Blackmailers death is soon found out about by the police and they start searching the murderer. Police realise that 2 cars had passed that location during the death and is announced in tv that both car owners would be investigated. Ajay realises that other car was owned by a local goon who is feared by police and locals. He stashes blackmailer phone, and the bag with money in goon's car and informs police with a mobile phone snatched from one of the goon's gang that, blackmailer was killed by the goon as part of some deal.

Police goes to goon's home to investigate, but is thrashed by goon and his gang. Ajay and Rachu reach their resort at night, celebrate her birthday and has planned to dispose the body early morning. police are informed that goon has escaped through foot, so police starts chasing him as well. When both Ajay and Rachu gets up early morning and opens the car trunk to dispose the body, the bag which contained the body has disappeared. Not wanting to be blackmailed again, Ajay tells that he will go to police and inform them that he killed his driver when he saw him attacking his wife. seeing how he is ready to sacrifice his life for her, Rachu starts telling the truth.

The blackmailer is none other than Rachu's boyfriend Varun before marriage. After she married Ajay he came back to her life, manipulated her to become his friend and on the day of the birthday tricks her to sleep with him. This is seem by the driver who in turns blackmails them for 10lakh. Seeing this Varun kills the driver and asks Rachchu to lie to his husband who will protect her due to his love for her. She carries on with the same plan.

But after seeing his husband's love for her, she can't hide it anymore and tells everything. Ajay says that he knew about Varun and her, after going through Varun's messages after he is killed in the fight, but also knows that it was Varun fault to have tricked Rachu and he happily forgives her and ready to move on. He had disposed the body in the late night without telling her, as he wanted to hear her confess about Varun.
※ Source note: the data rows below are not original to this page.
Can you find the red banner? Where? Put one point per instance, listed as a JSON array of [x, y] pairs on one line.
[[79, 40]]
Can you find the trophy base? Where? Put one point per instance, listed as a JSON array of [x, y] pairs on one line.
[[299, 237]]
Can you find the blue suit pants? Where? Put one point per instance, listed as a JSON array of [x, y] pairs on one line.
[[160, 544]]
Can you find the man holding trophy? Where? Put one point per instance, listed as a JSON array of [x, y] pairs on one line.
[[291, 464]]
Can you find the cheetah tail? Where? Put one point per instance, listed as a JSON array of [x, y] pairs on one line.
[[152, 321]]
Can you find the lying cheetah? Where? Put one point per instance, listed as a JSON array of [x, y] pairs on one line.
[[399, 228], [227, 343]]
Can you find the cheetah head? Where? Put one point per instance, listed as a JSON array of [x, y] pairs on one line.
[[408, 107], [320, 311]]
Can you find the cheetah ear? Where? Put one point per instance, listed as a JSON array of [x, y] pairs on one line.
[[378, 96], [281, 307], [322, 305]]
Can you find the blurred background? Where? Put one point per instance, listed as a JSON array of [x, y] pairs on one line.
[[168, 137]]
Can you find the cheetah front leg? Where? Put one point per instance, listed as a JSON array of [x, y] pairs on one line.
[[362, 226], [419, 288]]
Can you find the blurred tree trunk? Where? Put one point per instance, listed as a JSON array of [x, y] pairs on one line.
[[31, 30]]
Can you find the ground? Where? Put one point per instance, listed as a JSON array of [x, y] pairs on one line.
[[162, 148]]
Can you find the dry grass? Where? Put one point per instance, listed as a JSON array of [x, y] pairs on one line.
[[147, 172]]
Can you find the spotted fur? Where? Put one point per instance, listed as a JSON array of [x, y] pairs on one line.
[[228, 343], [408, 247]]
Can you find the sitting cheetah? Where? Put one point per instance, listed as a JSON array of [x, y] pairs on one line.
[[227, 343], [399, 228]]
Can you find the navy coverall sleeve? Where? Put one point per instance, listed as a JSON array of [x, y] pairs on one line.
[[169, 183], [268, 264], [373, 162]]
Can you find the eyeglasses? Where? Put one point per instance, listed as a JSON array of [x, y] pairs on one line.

Meanwhile, the police is tracking the goon who is still escaping on foot and is nearby Rachu and Ajay.The police fire his gun at the goon but misses him and hits Rachu. Rachu asks for forgiveness and asks him to marry a nice girl and dies in his arms. The camera pans out where we can see Ajay is still crying over his wife.

==Cast==
- Ajay Rao as Ajay
- Rachita Ram as Rachchu
- Raghu Shivamogga as the driver
- Achyuth Kumar
- Arun Gowda
- B. Suresha

==Soundtrack==
Manikanth Kadri composed music.

| No. | Title | Lyrics | Singer(s) | Length |
|---|---|---|---|---|
| 1. | "Muddu Neenu" | Nagarjun Sharma | Sid Sriram, Supriyaa Ram | 5:11 |
| 2. | "Nodutha Nannane" | R.Puneeth Arya | Sanjith Hegde | 4:09 |
| 3. | "Nodutha Nannane" | R.Puneeth Arya | Anuradha Bhat | 4:03 |
| 4. | "Love You Rachchu" | Chethan Kumar | Naveen Sajju | 3:38 |
| Total length: |  |  |  | 15.38 |

==Release==
The film was released on 31 December 2021.